Even if AFRICOM is willing to admit to three to five deaths, we’re calling AFRICOM’s bluff. But what number of Somalis need to die before anger is justified? Is one life lost not precious enough for public outrage? Okay, what about two? Six? Six-hundred? Priscilla Mines, give us a number so we know how many Somali civilians must be killed first, before we can be rightfully upset about it.
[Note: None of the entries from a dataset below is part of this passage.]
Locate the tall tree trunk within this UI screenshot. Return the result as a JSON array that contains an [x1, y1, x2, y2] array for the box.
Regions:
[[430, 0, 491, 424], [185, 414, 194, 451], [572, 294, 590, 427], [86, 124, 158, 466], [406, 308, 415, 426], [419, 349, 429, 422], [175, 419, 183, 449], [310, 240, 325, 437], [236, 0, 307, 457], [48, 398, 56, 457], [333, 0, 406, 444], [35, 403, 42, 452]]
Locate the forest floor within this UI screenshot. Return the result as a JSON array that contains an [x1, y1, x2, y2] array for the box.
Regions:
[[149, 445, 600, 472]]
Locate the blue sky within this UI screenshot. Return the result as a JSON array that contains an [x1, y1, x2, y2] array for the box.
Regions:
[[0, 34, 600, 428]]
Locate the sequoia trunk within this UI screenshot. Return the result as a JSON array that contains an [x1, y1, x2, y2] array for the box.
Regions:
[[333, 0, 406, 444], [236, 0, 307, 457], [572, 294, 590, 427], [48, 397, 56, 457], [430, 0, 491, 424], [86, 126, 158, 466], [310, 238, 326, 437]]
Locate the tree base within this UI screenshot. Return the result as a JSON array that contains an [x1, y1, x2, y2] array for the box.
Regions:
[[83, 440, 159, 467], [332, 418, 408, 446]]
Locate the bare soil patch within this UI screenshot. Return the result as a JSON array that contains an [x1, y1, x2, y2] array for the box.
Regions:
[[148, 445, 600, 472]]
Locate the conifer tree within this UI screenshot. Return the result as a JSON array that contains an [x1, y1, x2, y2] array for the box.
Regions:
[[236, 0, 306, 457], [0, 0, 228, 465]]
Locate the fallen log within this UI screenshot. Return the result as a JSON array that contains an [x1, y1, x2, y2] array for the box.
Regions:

Let’s be honest: AFRICOM is losing the propaganda war. It is faced with widespread unpopularity, righteous loathing and, for the first time, an eviction notice from Niger. US military operations in Africa have garnered an embarrassing reputation, most notably with the US’ lead role in the destruction and destabilisation of Libya, which has led to the North African country’s collapse and complete devastation for millions of people. This does not even include the widespread blowback throughout the continent, notably in the Sahel, which has become the world centre of terrorist attacks in the aftermath of the US-NATO intervention, at least according to the Global Terrorism Index published by The Institute for Economics and Peace (IEP). According to a study by the Africa Center for Strategic Studies, terrorism in Africa has increased by 100,000 per cent since the US war on terror began. Suppose we are to believe AFRICOM and this VOA article’s claim that “the U.S. conducts drone strikes in Somalia to protect civilians from terrorists.” In that case, it is safe to say that the US military is failing miserably at its self-proclaimed mission. And it is probably best that Somalia go the way of Niger and address this crisis without further US involvement.
What’s at Stake for VOA?
One sentence that sticks out in the VOA article is, “But African Stream, a popular online publication registered in the U.K. as owned by Ahmed Kaballo, a former contributor of the Iranian state-owned Press T.V., distorted the U.S. role in combating al-Shabab in Somalia.” The mention of Press TV is notable here, considering that African Stream has no affiliation with and receives no funding from any state or government, whether Iran or elsewhere, something that cannot be said about VOA, which is practically the media wing of the US State Department, both in its funding and its message. The VOA was founded directly by former US president, Gerald Ford. Today, it gets its funding from The United States Agency for Global Media (USAGM), which gets it directly from the US Congress. USAGM is considered an arm of US diplomacy. Describing the purpose of VOA, the USAGM website states, “The long-range interests of the United States are served by communicating directly with the peoples of the world by radio.” Are we to pretend that the “long-range interests of the United States” are identical to the “long-range interests” of Somalia and the rest of Africa? A quick glimpse at the last few centuries of world history, and the basic layout of the US versus Africa’s economy, would suggest otherwise.